Forum Highlights Emerging Challenges to the First Amendment
January 15, 2009 — The rising presence of anonymous commentary on newspaper websites and the growing popularity of online social networking is setting up potential new challenges for the First Amendment, a panel of legal experts said during a Jan. 15 forum.
The event, co-hosted by Earle Mack School of Law and the Constitutional Amendments Forum, brought together a distinguished panel of attorneys to discuss the ways in which electronic communications intersect with free speech and religious expression to test the First Amendment in new ways.
Moderated by Sayde Ladov, the newly elected Chancellor of the Philadelphia Bar Assocation, the forum tackled a hypothetical legal tangle involving a public-school student’s prohibited recitation from the Koran and a resulting chain reaction involving social networking sites, the media’s use of unnamed sources and anonymous online postings by readers.

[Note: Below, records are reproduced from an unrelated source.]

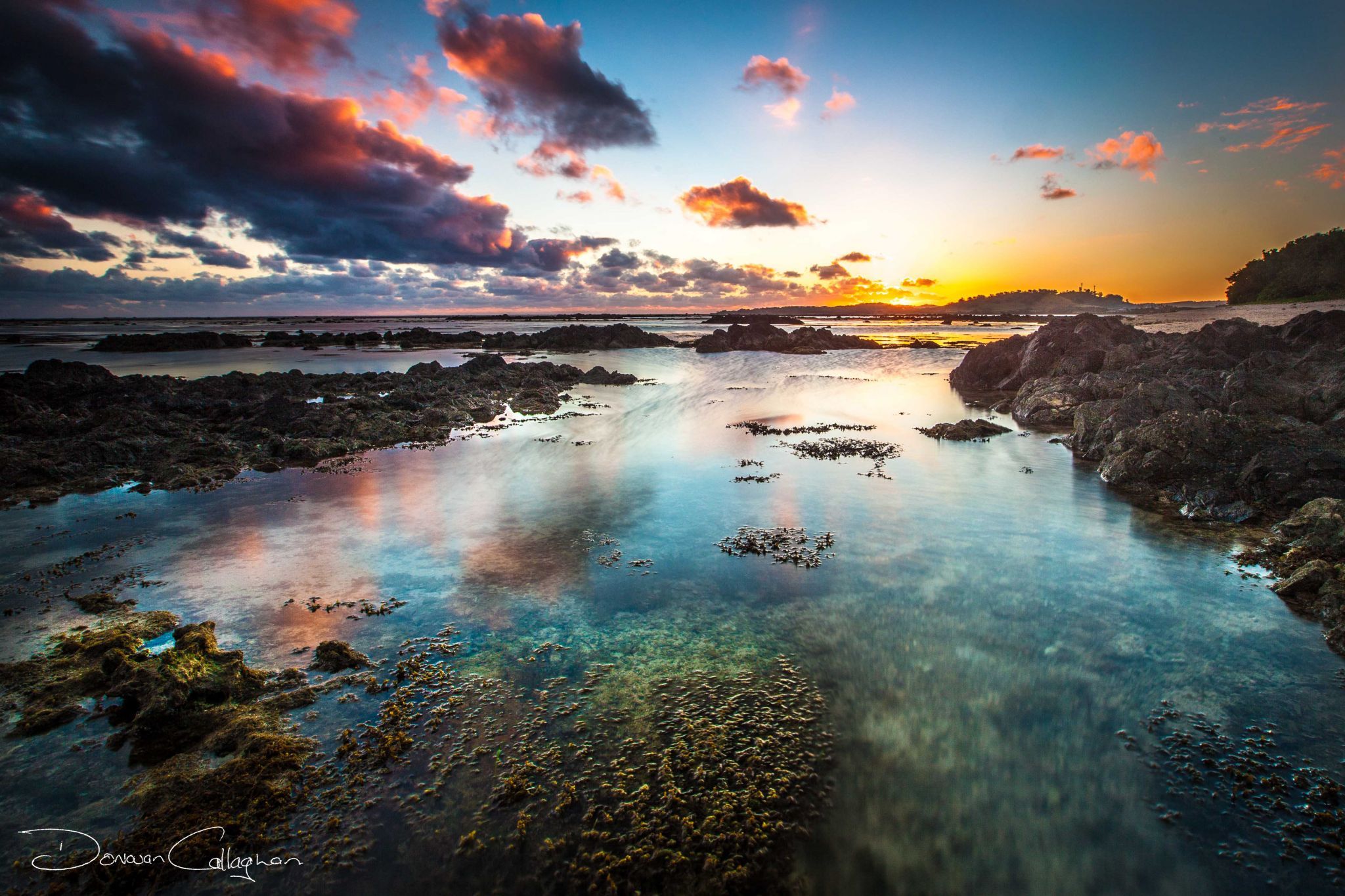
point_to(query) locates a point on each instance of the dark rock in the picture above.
(963, 430)
(763, 337)
(335, 656)
(600, 377)
(1067, 347)
(170, 341)
(70, 426)
(1227, 423)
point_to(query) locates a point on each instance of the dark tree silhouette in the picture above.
(1306, 270)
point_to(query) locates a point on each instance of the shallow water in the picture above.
(981, 634)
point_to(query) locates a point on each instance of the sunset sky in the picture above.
(345, 156)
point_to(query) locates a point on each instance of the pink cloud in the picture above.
(1051, 188)
(1273, 105)
(1132, 151)
(416, 97)
(1332, 172)
(1038, 151)
(761, 72)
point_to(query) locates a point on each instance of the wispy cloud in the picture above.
(1332, 171)
(1051, 188)
(1038, 151)
(1289, 123)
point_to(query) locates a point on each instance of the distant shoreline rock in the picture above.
(730, 317)
(763, 337)
(195, 340)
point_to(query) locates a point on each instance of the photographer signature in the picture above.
(238, 867)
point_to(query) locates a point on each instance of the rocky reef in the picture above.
(763, 337)
(208, 727)
(963, 430)
(730, 317)
(575, 337)
(77, 427)
(1306, 553)
(170, 341)
(1234, 422)
(1229, 422)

Judah I. Labovitz, Esq., of counsel with Langer, Grogan and Diver PC, Mary Catherine Roper Esq., a staff attorney at the American Civil Liberties Union of Pennsylvania’s Philadelphia Office and Paul Messing Esq., a partner with Kairys, Rudovsky, Messing & Feinberg, agreed that school officials could face successful legal challenges for seeking to curb students’ religious expressions or protests.
But Earle Mack School of Law Professor Chapin Cimino, an inaugural member of the faculty at the Earle Mack School of Law, noted that students’ unfettered right to express themselves outside the school gate could be legally vulnerable in online communications that do not necessarily occur off campus.
Gayle Sproul Esq., a partner with Levine, Sullivan, Koch & Schulz LLP, said that while Pennsylvania law shields the news media from revealing the identity of confidential sources, newspapers could face lawsuits if they protect the anonymity of readers who post online comments on their web sites.
Aimee Katz, chairwoman of the Forum Advisory Committee, said the event was designed to help members of the community to clarify and understand their civil rights.
Earle Mack School of Law Dean Roger Dennis said new challenges to the First Amendment are inevitable, in light of the growing diversity of American society atop the many technological changes afoot.